What I am saying is that biology is chemistry and by extension, genetics is chemistry, and we are chemistry. There is a move in genetics to direct us away from the simplistic of Mendelian genetics of dominate and recessive—the crude concept of gross genetic units and refine inheritance as the synergistic integrations of 3.3 billion DNA nucleotides and leaping from there to a churning mass of molecules operating as a whole. This we identify as individuals; a plants, a worm, an insect or dog, cat, horse, cow, pig, sheep, goat, or person—a complex of chemical reactions each functioning in thermodynamic equilibrium with all others—mind boggling compared to a gene for this and a gene for that.   

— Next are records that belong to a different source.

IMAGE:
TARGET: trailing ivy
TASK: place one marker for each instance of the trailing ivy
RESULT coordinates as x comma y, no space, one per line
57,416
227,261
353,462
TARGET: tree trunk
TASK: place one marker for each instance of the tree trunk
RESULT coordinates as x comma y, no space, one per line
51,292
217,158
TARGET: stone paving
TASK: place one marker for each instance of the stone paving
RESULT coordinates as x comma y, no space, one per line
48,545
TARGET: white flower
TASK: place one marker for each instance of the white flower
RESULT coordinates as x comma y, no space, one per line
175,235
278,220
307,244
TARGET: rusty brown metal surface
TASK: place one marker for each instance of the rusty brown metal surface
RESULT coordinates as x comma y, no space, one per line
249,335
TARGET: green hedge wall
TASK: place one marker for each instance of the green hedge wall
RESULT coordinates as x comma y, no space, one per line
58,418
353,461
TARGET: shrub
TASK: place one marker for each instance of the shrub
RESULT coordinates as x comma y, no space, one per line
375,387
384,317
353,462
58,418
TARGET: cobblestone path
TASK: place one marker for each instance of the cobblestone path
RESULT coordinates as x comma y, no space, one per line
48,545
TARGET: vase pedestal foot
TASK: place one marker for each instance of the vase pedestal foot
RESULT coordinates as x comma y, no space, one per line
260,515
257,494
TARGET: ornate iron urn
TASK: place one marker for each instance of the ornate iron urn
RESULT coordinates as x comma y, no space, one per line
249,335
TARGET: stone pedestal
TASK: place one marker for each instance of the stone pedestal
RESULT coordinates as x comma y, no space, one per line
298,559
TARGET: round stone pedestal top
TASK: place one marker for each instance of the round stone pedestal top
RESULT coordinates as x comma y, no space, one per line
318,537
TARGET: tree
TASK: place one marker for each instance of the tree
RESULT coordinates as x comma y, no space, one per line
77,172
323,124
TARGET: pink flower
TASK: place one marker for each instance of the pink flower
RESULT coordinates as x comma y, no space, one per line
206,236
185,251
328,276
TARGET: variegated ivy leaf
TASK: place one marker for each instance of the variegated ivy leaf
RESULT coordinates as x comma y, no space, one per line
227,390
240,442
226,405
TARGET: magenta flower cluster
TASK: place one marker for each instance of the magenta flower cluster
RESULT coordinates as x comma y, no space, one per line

This has led to whole gene association studies to find variants across everyone to find those in the multiplicity of gene common to a trait, or in this case a disease as a trait. The computer has given us the power—perhaps a curse really—to search for single nucleotides variants that are different between different people; something a geneticist refers to as a SNPs or snips. There are roughly ten million in a human genome; thus, a young researcher can be guaranteed of find some, thus fulfill the promise of his research clever grant. The search is for single nucleotides or molecule  that is different and not those cloudy things Greg Venter laid bare, the genes or haplotypes with all of their regulator trimmings that relate to their remote expression as proteins.  What scientists are finding is that there are many, the only way to sort them out is to judge, which ones scientists commonly find with each disease trait, and then determining which ones matter with the caveat that most of them do not matter; it is a polymath’s dream world but a chemist’s nightmare. Some remarkable successes have justified the continued search: individual response to drugs, susceptibility to toxins, risk in developing disease, and provides hope in unraveling complex diseases.

This entire line of intellectual attack leaves open the question how did genes in DNA develop in the first place. Geneticists seem to be looking for some mythical base line sequence of DNA bases that gave rise to all species. They keep working back in time in a relative sense, this occurred before or after that based on the nature of the differences and on an assume rate of mutations. They realize that huge block of DNA were repeated and or exchanged with other blocks and realigned even within phyla, genera, and species but fall silent on the subject in the pre-biotic world. The answer seems obvious; it was indisputable; it was a random world. Sequences of DNA bases formed, were stable, and were random and existed in a world of random chemical milieu; a massive complex and summed dilute thermodynamic equilibrium suffering the torments of environments. Of course, double stranded DNA has a melting point and single stranded DNA was not stable and was formed and reformed. The classic sequence “evolved”; → → → DNA →RNA →Protein. The “RNA world hypothesis” is slowly fading from view. We know about ribosomes, spliceosomes, and the churning RNA world of DNA transcripts.

Physical being and behavior evolved, mindlessly and chemically. We can comfortably  look at greed, fear, gregariousness, hierarchy dominance, tropisms, first as deterministic, with Herbert Spencer’s interpretation of Darwian logic as natural selections, which gave direction to chemical reactions; spectacularly, the direction was in defiance of entropy—no more, no less. In truth, behavior as a product of evolution makes more sense then does physical growth; greed is easier to explain than five fingers.       

Evolutionary psychology is evolution.


The question here is, could some of the roughly 10,000,000 variants geneticists are finding be associated with behavior genes? In other words, when did the variants stop becoming “normal” evolution and start becoming “abnormal” variants? The answer is irrelevant; however, it does point out that biologists missed the significance of behavior for a few centuries, now we have to wait and see if they are smart enough to recognize  that fact  or will they continue to disparagingly label evolutionary psychologists as a pseudo scientists. Of course, evolutionary psychologists have to start acting like scientists and stop making thing up—girls inherit a liking for pink; OMG.